手術症例: 卵・卵管摘出術(卵管孔閉鎖あり)

鳥の卵管は漏斗部(卵巣からの排卵を受けとめるなど)、膨大部(卵白形成など)、峡部(卵殻膜形成など)、子宮部(卵殻形成など)、腟部(できあがった卵の一時保持)に区分され、卵を形成するためにそれぞれが役割を担っています。
卵は排卵後に卵管にて卵白や卵殻等が形成され、卵管の収縮を伴って卵管腟部に到達、卵管孔という出口から排出されます。
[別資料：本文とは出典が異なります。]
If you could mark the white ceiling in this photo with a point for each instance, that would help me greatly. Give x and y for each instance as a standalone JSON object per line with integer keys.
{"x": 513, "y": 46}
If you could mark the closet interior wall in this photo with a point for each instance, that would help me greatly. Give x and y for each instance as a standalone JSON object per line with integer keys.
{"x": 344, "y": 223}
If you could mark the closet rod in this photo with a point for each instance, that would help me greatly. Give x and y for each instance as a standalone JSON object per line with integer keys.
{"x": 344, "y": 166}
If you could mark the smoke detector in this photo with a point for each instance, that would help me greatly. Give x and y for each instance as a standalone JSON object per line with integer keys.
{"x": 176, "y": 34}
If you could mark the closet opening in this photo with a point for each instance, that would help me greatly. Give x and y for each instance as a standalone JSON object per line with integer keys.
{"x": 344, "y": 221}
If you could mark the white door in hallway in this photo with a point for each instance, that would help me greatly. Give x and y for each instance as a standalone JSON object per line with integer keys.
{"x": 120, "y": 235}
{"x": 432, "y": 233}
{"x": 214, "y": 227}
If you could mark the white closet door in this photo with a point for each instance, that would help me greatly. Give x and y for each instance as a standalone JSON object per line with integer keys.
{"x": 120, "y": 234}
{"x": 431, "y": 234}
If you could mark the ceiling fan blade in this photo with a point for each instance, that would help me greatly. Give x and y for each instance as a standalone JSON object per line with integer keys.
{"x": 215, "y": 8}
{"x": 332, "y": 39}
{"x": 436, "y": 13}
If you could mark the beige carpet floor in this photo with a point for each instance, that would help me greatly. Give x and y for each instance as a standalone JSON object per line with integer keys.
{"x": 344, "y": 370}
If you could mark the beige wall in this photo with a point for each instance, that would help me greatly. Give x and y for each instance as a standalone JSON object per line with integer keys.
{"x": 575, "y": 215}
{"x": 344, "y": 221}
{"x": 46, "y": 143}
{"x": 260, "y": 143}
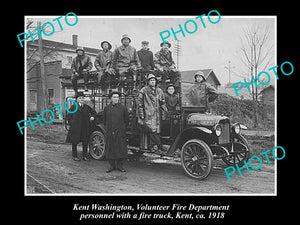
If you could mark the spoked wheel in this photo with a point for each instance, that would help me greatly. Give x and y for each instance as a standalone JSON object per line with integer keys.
{"x": 97, "y": 145}
{"x": 196, "y": 158}
{"x": 241, "y": 151}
数日前からの卵詰まり(初産)のセキセイインコが来院しました。
卵圧迫排出処置を試みましたが、卵の出口である卵管孔にポリープが形成されており、卵ができても産むことができない状態が判明しました。
治療のため緊急の開腹手術をしました。

血液凝固機能低下があり、非常に出血しやすい子で、血管のアプローチに十分しながらの手術が必要とされました。
逆L字切開にて、皮膚、腹壁、肝後中隔を切開し、腸管をよけ、卵管にアプローチしました。まずは卵管を切開し、卵管内の卵を破砕および、摘出しました。続いて、卵管摘出。卵管間膜を半導体レーザーメスを駆使することで凝固および切開することで摘出しました。
大量出血することなく、卵・卵管摘出術は無事終わりました。


鳥の手術はいかに麻酔時間、総麻酔量を減らすこと、出血を少なくすること、腸管へのダメージを少なくすること、などが予後を左右します。
手術が成功しても術後に消化管機能が回復するのが難しい子もいますが、この子は術後ほどなくして食べ始め、排便も問題なく現在経過良好、本日退院しました。
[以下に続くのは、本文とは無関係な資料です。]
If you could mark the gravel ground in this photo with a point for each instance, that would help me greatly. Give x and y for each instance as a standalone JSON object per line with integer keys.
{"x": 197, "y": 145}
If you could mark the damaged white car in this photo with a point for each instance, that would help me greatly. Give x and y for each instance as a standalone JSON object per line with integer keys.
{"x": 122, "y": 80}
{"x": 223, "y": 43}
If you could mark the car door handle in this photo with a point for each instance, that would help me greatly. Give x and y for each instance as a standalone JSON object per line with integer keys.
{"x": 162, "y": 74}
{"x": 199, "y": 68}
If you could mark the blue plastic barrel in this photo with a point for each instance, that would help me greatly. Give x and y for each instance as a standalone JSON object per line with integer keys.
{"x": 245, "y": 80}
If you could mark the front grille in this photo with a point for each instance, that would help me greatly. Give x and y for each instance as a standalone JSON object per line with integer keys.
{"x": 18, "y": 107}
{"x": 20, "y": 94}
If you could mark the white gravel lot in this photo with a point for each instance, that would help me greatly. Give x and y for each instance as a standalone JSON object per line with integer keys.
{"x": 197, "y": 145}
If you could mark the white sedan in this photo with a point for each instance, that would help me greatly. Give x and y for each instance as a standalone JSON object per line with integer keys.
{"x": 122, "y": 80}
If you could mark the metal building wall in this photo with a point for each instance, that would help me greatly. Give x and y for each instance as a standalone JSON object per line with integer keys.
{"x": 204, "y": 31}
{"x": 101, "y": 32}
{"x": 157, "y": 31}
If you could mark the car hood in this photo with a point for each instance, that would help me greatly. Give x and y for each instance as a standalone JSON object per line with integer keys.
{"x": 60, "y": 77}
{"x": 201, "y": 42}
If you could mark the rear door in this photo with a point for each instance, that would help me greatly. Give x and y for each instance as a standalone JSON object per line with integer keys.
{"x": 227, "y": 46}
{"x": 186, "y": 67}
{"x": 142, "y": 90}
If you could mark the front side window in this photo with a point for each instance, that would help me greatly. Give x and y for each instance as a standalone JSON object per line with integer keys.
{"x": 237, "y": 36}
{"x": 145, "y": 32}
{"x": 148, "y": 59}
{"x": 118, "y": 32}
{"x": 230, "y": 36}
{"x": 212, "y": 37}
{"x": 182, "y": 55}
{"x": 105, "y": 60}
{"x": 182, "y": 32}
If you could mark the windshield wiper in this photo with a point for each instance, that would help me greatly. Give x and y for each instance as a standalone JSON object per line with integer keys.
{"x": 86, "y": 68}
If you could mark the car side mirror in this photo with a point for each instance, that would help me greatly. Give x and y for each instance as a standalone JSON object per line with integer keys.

卵が産めない原因はカルシウム不足、卵管の問題、腫瘍など様々ですが、この子のように卵の出口が塞がっている場合もあります。
卵の問題は生命に関わることが多いです。特に日常的に産卵を繰り返している子は要注意です。卵っぽいのに産んでない時、できる限り早く病院で適切な状況判断、場合によっては卵圧迫排出や、この子のように手術が必要となる場合もあります。